Radiated tortoise (1777–1966)

Tu'i Malila (1777 – 16 May 1966) was a tortoise that Captain James Cook was traditionally said to have given to the royal family of Tonga. She was a female radiated tortoise (Astrochelys radiata) from Madagascar. Although believed to have been a male during its life, examination after the tortoise's death suggested it was female.

The name means King Malila in the Tongan language.

==Life==
According to one story, Tu'i Malila was one of a pair of tortoises given by Captain Cook to the Tongan royal family upon his visit to Tonga in July 1777. The other tortoise reportedly died shortly after Cook's visit. This story has been discounted on the basis that Cook made no mention of the event in his journal, although it has been suggested that the tortoise may have been the gift of a member of Cook's crew instead.

According to other sources, George Tupou I obtained her from a vessel which called in Haʻapai in the first half of the 19th century.

The tortoise was taken to Muʻa, where it was kept in a compound named Malila, from which she got her name.
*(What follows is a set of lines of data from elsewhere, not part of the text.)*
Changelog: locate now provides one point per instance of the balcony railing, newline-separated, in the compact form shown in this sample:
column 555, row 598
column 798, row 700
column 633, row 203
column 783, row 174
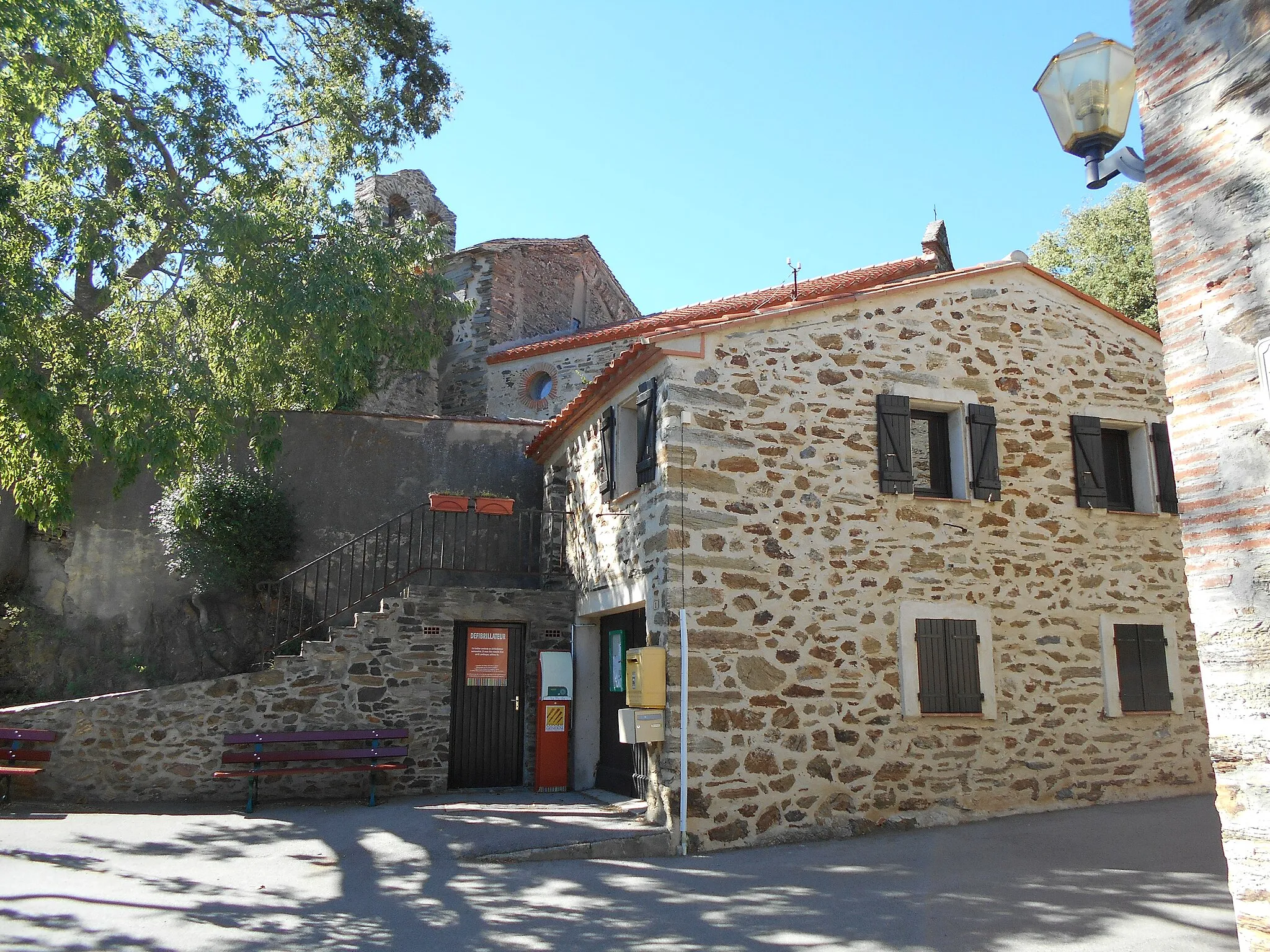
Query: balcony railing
column 505, row 551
Around 1921, Sālote Tupou III moved the tortoise to the Royal Palace. Despite being kicked by a horse and run over several times, the tortoise continued her life, although she was left blind and with a badly wounded right-hand side.

During Queen Elizabeth II's Royal Tour of Tonga in 1953, Tu'i Malila was one of the first animals shown to the monarch on her official visit to the island nation. It appears while being fed by the royal children in the British Pathe colour newsreel of the visit.

The tortoise died on 16 May 1966, aged approximately 188 years old. Tu'i Malila was listed for some time in the Guinness Book of World Records as the oldest known tortoise. In 2006, a tortoise named Adwaita was claimed by an Indian zoo to be 255 years old at the age of its death, but this was never officially confirmed. In 2022, Jonathan, a tortoise living on the south Atlantic island of Saint Helena exceeded Tu'i Malila's reported age, and is still alive as of 2026.

A Reuters dispatch of the tortoise makes an appearance as an epigraph in Philip K. Dick's Do Androids Dream of Electric Sheep?